Another week, another update on the Pittsburgh Pirates’ payroll after yet another trade of a notable player.
This time around it’s for Jameson Taillon, whose trade doesn’t cause as drastic a drop in payroll as the last two previous iterations. Taillon was only set to make $2,250,000, so there’s not as big of a gap between him and his minimum salary replacement. Whether you want to make it Cody Ponce, Wil Crowe, or newly incoming Miguel Yajure, the projection will be the same, as all three debuted last season at the league minimum. Add the prerequisite 3% raise and that’s a salary of $580,500 taking the place of Taillon’s.
Another slight drop happens at the bottom of the roster as well. The team designated Troy Stokes Jr. for assignment to make room for Roansy Contreras, who was protected by the New York Yankees this offseason from the Rule 5 Draft. This means his minimum salary is that of a first-time Major League contract in the minors, which is $46,600, compared to the subsequent contract of Stokes Jr. at $93,000.
Stokes Jr. is currently in assignment purgatory, and while I don’t find it likely, if he clears waivers and is outrighted the Pirates will be obligated to pay him on a Major League contract come the spring, as he was tendered a contract by the Detroit Tigers, which subsequently was transferred to the Pirates when they claimed him off waivers. This would raise payroll by $93,000, but for now, I am not including that amount in my final total.
These transactions result in a projected Opening Day payroll of $41,376,300, which is obviously hovering dangerously close to $40 million territory—actually, the club’s Competitive Balance Tax payroll is already well below that at $36,176,300. While a trade of Adam Frazier, Chad Kuhl, or Steven Brault would probably do it, I actually wouldn’t be surprised if the next update was to report on an actual free agent signing by the team. Obviously, I’m not predicting that any of the upper-level free agents will be wearing a Pirate uniform next season—or even the next tier down—but there seems to be enough smoke that at least a few veteran free agents will be brought in to provide some kind of reinforcements some point soon.

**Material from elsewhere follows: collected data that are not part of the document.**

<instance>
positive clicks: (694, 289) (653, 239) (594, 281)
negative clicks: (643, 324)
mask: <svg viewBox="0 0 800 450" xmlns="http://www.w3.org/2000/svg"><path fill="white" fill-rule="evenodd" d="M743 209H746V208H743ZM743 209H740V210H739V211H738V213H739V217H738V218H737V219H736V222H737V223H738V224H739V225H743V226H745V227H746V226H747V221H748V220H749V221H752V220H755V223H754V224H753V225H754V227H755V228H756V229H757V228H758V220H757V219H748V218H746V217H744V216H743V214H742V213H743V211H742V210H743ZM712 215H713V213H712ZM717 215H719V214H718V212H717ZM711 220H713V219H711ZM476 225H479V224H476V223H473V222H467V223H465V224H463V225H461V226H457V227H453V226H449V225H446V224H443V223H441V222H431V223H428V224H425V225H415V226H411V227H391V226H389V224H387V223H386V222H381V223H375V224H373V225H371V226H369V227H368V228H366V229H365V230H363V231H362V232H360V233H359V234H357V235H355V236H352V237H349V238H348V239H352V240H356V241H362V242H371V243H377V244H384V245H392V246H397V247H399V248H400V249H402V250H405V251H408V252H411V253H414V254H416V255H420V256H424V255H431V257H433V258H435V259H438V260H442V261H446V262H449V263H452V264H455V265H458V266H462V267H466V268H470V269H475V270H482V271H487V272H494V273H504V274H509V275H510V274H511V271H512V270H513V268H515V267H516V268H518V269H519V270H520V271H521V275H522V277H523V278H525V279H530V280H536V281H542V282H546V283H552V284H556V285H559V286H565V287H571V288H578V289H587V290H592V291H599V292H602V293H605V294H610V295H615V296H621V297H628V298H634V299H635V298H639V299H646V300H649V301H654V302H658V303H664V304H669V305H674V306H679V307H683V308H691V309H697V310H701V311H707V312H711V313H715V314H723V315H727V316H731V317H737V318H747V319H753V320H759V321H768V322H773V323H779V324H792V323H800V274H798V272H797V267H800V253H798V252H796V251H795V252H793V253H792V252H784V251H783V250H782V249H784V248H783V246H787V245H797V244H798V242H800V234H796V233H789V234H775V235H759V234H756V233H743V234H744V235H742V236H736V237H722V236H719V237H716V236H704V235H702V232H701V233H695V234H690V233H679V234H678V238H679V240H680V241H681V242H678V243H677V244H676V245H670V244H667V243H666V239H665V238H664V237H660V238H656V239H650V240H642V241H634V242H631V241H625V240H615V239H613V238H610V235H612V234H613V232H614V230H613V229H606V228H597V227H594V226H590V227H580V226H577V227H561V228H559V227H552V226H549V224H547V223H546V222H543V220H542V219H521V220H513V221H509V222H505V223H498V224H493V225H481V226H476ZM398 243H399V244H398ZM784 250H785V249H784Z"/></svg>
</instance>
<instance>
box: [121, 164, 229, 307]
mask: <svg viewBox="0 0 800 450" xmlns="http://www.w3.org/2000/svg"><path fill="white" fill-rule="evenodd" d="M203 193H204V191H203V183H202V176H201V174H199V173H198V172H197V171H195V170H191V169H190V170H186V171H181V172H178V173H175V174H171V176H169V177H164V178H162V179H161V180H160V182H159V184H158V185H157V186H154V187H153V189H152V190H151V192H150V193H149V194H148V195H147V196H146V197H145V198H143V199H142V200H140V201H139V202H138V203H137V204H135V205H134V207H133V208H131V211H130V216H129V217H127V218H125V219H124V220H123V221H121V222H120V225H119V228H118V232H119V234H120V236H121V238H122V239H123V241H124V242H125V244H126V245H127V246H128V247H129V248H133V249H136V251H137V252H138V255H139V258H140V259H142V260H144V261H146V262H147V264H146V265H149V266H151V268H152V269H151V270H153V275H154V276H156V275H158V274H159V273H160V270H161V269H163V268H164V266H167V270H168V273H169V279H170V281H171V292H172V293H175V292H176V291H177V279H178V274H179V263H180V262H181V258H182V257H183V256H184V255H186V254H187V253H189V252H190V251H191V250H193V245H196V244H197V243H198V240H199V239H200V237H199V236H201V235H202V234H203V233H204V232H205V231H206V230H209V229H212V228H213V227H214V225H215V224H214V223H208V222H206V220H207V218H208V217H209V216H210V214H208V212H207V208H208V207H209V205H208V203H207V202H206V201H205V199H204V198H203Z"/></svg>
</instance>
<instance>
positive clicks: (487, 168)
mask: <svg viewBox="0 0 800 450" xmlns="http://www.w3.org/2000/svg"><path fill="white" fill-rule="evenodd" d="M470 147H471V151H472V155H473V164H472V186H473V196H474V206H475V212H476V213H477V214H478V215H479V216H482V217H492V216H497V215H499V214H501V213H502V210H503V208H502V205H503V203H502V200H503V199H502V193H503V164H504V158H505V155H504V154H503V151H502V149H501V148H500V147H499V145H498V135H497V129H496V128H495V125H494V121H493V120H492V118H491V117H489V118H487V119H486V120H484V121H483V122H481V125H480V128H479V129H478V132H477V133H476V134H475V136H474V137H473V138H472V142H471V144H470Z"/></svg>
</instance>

While I don’t necessarily begrudge their plan to be horrible, this team didn’t have a ton of depth to begin with, and that obviously dissipates with every trade. In my mind, a fourth outfielder, mid-to-back of the rotation starter, and at least minor league depth options in the bullpen are the bare minimum to expect right now, but we’ll continue to keep an eye on the situation as it unfolds.